What I rarely see in the successful cases: families who hired the most expensive tutor, families who relocated one full year early with no plan, families who assumed AEIS was "like IELTS" because someone on a forum said so.
The integration question nobody discusses
Passing AEIS is the easy part of this story. The harder part starts in January 2027 when your child walks into a Primary 4 classroom where every other student has been doing Singapore maths since Primary 1, where the mother tongue policy means they're suddenly in Higher Chinese class, and where the social hierarchy was set in P1.
Most overseas children take 9–18 months to fully settle. The first six months are genuinely hard — academically and socially. Plan for this. Build in a parent-presence buffer if you can. Don't simultaneously launch a new business, a new marriage logistics arrangement, and a child's first term in Singapore school. I've seen that combination break families.
The children who thrive are usually the ones whose families treated AEIS not as a finish line but as a starting line. The exam gets you in the door. The next two to three years determine whether your child is at home in the system or always slightly outside it.

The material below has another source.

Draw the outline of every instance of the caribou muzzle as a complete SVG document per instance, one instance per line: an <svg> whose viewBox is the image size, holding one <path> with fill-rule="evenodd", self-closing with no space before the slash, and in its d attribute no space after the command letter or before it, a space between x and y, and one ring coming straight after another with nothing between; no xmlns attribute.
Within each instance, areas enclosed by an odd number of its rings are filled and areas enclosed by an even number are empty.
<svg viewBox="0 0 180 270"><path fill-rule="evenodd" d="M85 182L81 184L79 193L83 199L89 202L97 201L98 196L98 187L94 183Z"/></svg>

Next steps — what to do this week
If you've read this far and you're seriously considering AEIS for your child, here are concrete actions to take in the next seven days:
- Bookmark moe.gov.sg and check the AEIS page weekly from June onwards — the 2026 calendar is the only definitive source.
- Get a baseline score now. Have your child attempt one past-year AEIS paper for their target level. The result will tell you whether you have a 6-month or an 18-month runway.

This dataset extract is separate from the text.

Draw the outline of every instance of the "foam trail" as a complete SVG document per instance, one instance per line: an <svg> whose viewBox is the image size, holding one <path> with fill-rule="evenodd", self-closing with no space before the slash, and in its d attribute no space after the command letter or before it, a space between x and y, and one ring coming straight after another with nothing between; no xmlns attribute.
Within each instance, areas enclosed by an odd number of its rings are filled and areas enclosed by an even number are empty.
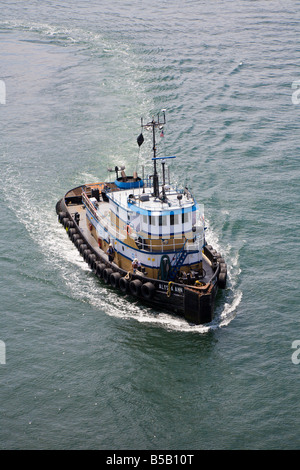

- Start the document gathering today. Translations and notarisations take longer than expected, especially for documents from second-tier mainland cities.
- Have the honest family conversation about Plan B. If December 2026 brings no offer, what happens? Write the answer down before the September exam, not after.
The families who treat this seriously and start early have a meaningfully better outcome than those who treat AEIS as a single test to be crammed for. It's not a test. It's the first eighteen months of your family's relationship with Singapore.